Alabama Shakes

Sound & Color

BY Andrea WarnerPublished Apr 17, 2015

The opening moments of Alabama Shakes' new record are awash in the orange sunrise glow of '70s soul, the delicate pinks and reds of orchestral flares lighting up the sky. It's a fitting beginning for an album called Sound & Color, but it only hints at the wild architecture and groundbreaking concepts behind the southern band's sophomore effort. Gospel-punk-meets-southern-rock-freakout-meets-blues-funk-disco-with-a-tiny-bit-of-free-jazz sounds like the stuff of nightmares, or at the very least ambitious, disjointed failure, but the Shakes make it soar.
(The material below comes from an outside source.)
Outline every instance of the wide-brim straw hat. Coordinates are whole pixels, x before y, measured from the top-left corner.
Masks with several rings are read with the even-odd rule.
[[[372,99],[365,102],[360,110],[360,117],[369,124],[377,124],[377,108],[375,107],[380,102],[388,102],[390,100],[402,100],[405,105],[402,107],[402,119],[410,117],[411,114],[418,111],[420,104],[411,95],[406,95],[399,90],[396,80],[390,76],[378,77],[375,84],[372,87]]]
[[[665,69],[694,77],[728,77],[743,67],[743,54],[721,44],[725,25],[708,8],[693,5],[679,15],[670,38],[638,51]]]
And they do so in ways that are delightfully confounding musically, whether it's your first listen or 20th.
Singer-songwriter and guitarist Brittany Howard leads this triumph of the misfits, and her voice nimbly adapts to every situation. Howard's strangled scream kicks off "Don't Wanna Fight," a song that's grimy-hot and heartbreakingly angry, exhausted and desperate, with Howard stretching from the bluesy bottom of her range into a skyrocketing falsetto. Every line of "Gimme All Your Love" feels like another demon being exorcised from Howard's body. "Gemini" is Howard's slow burn into spacious, sexy, mournful territory. Every track offers up a new facet of Howard's voice and reveals a new perspective of the band's ambition. It's a deliberately weird record, but authentically weird; it's chaotic yet cohesive, full of sound, colour and unshakable vision.